By BERNARD ORSMAN
The historic Queens Wharf on the Auckland waterfront could be broken up to create a town basin for expanding ferry services.
The $78 million project would involve slicing Queens Wharf into three, then demolishing the middle segment and creating a water space.
The end section of Queens Wharf would be joined to nearby Captain Cook Wharf to create an L-shaped wharf and a town basin at the foot of Queen St.
The new basin - with shops, restaurants and water taxi berths - would be a few hundred metres east of the rejuvenated Viaduct Basin.
It would link with the proposed $280 million Britomart train and bus station.
Queens Wharf has been Auckland's principal wharf since it was built in 1852.
Auckland historian Professor Russell Stone said the wharf was emotionally the heart of the city and it would be a sad day if that link with the past was snapped.

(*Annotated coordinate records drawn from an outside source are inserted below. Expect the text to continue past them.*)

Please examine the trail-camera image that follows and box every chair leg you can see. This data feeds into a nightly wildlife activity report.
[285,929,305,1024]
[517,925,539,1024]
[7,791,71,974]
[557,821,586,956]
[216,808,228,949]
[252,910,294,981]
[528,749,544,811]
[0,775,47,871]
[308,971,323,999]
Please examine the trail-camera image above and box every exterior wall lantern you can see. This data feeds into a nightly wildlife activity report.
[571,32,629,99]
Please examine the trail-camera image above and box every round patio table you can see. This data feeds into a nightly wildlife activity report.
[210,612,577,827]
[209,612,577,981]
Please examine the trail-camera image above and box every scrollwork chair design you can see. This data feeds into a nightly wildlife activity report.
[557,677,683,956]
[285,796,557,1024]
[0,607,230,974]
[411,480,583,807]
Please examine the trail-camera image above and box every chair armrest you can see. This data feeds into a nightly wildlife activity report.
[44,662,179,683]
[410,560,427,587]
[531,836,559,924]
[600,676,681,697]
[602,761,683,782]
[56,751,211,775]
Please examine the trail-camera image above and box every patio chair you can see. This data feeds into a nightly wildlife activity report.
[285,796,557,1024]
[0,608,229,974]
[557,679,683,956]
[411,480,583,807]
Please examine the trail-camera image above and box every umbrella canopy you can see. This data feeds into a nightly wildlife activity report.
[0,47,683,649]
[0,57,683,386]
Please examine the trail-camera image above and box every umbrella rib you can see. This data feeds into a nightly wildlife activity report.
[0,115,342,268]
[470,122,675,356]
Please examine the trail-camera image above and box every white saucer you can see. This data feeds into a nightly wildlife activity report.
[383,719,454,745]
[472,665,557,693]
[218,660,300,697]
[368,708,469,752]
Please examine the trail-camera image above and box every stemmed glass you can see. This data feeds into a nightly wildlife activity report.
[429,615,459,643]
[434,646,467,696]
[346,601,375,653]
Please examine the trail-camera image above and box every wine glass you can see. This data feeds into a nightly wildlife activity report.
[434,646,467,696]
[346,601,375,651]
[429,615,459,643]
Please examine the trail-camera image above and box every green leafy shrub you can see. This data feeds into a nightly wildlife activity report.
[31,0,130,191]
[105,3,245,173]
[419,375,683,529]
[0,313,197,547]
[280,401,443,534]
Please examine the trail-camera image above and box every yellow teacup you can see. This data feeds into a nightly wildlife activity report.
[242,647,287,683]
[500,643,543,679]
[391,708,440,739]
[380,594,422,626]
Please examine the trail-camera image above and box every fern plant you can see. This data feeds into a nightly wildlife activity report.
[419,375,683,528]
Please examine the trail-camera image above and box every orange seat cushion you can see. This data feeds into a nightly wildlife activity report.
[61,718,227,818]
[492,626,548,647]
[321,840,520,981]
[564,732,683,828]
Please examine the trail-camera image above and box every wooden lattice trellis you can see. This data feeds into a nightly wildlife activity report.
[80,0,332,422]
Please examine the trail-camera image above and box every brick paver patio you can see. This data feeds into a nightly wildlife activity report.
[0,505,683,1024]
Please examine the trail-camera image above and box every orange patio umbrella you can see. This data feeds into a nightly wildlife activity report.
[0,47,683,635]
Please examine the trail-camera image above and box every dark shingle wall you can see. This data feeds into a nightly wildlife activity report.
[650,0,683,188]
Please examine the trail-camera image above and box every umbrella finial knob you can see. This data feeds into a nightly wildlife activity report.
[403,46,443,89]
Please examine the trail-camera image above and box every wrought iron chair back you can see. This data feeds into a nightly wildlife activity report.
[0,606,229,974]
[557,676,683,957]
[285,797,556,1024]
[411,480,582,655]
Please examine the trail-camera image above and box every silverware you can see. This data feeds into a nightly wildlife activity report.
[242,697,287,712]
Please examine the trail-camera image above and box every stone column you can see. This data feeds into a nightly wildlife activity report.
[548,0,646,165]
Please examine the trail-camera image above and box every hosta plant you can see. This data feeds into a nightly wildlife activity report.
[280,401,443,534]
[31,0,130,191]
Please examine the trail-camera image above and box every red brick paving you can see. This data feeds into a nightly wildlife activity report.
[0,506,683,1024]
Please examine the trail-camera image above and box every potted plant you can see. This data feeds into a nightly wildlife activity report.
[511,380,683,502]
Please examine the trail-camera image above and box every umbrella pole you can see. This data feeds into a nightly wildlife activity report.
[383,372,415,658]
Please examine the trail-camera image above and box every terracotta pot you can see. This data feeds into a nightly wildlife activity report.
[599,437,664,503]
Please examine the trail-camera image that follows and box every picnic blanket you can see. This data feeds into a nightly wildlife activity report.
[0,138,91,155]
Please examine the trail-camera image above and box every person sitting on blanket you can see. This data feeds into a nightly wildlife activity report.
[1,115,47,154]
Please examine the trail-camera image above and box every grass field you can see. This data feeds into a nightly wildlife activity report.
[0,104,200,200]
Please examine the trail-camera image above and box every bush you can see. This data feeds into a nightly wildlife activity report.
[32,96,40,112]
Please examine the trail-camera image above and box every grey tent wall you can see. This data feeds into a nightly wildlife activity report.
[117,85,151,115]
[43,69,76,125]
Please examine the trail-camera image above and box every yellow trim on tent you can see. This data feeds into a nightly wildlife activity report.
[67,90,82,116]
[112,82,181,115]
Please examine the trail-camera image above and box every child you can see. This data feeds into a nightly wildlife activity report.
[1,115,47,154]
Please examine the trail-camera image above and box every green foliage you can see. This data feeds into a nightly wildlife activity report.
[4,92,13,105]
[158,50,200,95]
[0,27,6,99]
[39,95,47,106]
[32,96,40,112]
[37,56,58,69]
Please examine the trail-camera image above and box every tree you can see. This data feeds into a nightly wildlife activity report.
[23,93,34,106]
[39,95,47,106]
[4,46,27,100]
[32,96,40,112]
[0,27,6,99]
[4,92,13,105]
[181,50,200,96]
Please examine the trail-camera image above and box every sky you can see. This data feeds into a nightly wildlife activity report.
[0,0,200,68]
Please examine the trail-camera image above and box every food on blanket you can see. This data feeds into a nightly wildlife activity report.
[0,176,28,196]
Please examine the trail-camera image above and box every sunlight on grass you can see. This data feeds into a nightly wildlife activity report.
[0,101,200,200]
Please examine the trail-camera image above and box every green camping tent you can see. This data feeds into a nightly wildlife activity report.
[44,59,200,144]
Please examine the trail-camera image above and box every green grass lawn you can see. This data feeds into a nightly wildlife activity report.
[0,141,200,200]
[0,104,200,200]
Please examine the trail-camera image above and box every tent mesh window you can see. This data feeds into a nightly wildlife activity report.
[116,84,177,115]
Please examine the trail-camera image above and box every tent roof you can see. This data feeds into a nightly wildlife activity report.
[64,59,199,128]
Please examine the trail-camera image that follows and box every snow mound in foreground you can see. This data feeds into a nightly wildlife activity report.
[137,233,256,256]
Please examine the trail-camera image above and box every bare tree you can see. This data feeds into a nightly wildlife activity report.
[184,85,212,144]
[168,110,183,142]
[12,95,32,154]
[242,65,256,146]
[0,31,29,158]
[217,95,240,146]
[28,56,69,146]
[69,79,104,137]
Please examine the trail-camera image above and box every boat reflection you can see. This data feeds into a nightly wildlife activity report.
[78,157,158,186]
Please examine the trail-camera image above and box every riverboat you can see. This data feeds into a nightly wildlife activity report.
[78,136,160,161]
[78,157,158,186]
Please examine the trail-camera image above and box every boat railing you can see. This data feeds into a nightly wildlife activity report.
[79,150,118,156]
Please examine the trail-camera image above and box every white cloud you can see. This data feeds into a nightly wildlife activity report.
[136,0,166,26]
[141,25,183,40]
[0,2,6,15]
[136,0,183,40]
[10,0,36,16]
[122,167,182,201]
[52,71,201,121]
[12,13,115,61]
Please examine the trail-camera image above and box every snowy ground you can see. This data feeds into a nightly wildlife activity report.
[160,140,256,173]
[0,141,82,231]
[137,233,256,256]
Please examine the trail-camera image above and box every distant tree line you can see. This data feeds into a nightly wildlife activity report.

"If you trample on a city's roots you trample on its dreams."
Professor Stone said the ship Anna Watson landed the first stores for Auckland in September 1840 at the bottom of Horotiu Stream, which ran down Queen St.
Sketches from the 1840s show goods from England and Australia being unloaded into canoes and small boats in Commercial Bay at the bottom of Queen St.
The Auckland City Council has started talking to Ports of Auckland with a view to buying the downtown ferry facilities and eventually creating a town basin.
In the meantime, the council wants to improve the ferry terminal by upgrading the facilities, providing better access, parking and shifting the gulf ferries on to Queens Wharf.
The harbour ferries would move to where the gulf ferries are now.
Auckland City and North Shore City Council are also looking to buy the Devonport, Northcote Point and Birkenhead ferry wharves from Ports of Auckland to keep the harbour's ferry assets in public ownership.
Ports of Auckland wants to quit its ferry assets, which have a book value of about $12 million.
Chief Auckland City planner John Duthie said the downtown terminal was already crowded with ferries at peak hours but the key issue to resolving the problem was funding.
There was little likelihood of being able to secure full funding for the grand scheme in the short term but the council wanted to get a "first right of refusal" from the ports company to head off developers, he said.
The idea is that Infrastructure Auckland would pay for most of the Queens Wharf project, Ports of Auckland pay for benefits the new wharf would provide for its own use, and some money would come from the council.
Auckland and North Shore councils are confident Infrastructure Auckland would pay to buy the other ferry wharves plus the cost of upgrading the facilities.
North Shore city services manager Clive Fuhr said the council believed it was important to secure the ferry wharves in public ownership and remove some of the exclusive use rights that had affected competition and services.